Anti-HIV treatment regimens including ritonavir (Norvir)-boosted protease inhibitors may be more forgiving of low adherence than those including unboosted protease inhibitors or non-nucleoside reverse transcriptase inhibitors, according to an observational study presented earlier this month at the Thirteenth Conference on Retroviruses and Opportunistic Infections in Denver.
HIV-positive patients taking antiretroviral therapy stand the best chance of treatment success if they take all of their medication at the correct times every day. While it is known that suboptimal adherence, typically below 95%, increases the risk of drug resistance and treatment failure, there have been few comparsions of the relative risk of poor adherence between different types of HIV treatment.
To assess the relative risk of treatment failure, investigators from the HOMER cohort examined the links between adherence and treatment failure in over 1630 Canadian patients from British Columbia.

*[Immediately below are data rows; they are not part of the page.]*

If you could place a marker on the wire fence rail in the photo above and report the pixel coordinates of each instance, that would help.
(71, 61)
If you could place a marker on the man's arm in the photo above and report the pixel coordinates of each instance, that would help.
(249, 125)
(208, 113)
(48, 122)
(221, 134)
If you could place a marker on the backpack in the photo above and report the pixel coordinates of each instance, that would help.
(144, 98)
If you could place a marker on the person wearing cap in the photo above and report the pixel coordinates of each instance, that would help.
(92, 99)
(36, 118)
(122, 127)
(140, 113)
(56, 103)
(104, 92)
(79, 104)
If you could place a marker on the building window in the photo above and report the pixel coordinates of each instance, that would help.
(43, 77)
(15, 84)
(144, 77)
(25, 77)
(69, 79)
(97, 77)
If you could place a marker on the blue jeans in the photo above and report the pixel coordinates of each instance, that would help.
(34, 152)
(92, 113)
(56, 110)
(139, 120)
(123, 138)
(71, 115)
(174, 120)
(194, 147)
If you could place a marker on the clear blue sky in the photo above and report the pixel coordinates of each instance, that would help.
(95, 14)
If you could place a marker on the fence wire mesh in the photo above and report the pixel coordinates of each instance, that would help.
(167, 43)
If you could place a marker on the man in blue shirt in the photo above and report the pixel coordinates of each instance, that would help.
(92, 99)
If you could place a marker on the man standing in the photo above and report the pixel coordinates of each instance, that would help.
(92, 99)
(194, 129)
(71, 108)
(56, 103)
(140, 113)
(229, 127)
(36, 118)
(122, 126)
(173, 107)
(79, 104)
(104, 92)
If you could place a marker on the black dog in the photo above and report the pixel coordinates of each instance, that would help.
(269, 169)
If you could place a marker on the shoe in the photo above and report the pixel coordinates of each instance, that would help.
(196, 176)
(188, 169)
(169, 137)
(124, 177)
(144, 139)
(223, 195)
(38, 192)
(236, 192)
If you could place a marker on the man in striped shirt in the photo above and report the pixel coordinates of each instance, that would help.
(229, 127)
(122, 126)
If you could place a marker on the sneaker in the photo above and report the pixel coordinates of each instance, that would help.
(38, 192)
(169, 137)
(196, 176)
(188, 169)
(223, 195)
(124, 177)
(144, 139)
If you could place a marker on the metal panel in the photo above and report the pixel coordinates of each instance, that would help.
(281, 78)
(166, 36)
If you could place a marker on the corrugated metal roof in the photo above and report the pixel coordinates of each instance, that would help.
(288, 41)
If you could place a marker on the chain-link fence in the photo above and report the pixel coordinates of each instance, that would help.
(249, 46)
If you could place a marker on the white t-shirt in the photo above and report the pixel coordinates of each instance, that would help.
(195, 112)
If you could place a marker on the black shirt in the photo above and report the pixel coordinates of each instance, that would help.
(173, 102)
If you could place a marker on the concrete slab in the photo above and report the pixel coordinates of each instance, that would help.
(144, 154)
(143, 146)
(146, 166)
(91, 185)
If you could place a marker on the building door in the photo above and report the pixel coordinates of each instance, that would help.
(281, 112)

All of the patients had had at least two separate viral loads measurements below 500 copies/ml.
Over a median follow-up of 29 months, 606 (37%) of the patients experienced treatment failure, defined as two consecutive viral loads above 1000 copies/ml.
When they analysed the treatment failure rates separately by the drug class taken by the patients, the investigators found a significant association between treatment failure and adherence below 95% for the 752 patients taking an unboosted protease inhibitor as part of their HIV treatment combination (hazard ratio [HR] = 2.78; 95% confidence interval [CI]: 1.41 – 2.24). Adherence was measured by recording when the patients returned to collect their repeat prescriptions.
There was a similar relationship between failure and adherence for the 631 NNRTI-treated patients (HR = 1.47; 95% CI: 1.01 – 2.14).
However, there was no significant link between adherence below 95% and treatment failure in the 251 patients treated with ritonavir-boosted protease inhibitors (HR = 1.05; 95% CI: 0.46 – 2.42). This analysis was adjusted for sex, age, injection drug use, CD4 cell count, AIDS diagnosis and doctors’ experience.
Although a formal comparison failed to reveal a statistically significant difference between the three groups, the investigators conclude that boosted protease inhibitors may be more forgiving of low adherence.
“These results may be explained in part by higher trough concentrations with respect to the IC90 of the virus, higher genetic barrier to resistance of protease inhibitors versus NNRTI, and prolonged half-lives due to the ritonavir boosting,” they explain. “For individuals at high risk of suboptimal adherence, using boosted protease inhibitor-based regimens may achieve higher effectiveness rates.”
Gross R et al. Boosted PIs are more forgiving of suboptimal adherence than non-boosted PIs or NNRTIs. Thirteenth Conference on Retroviruses and Opportunistic Infections, Denver, abstract 533, 2006.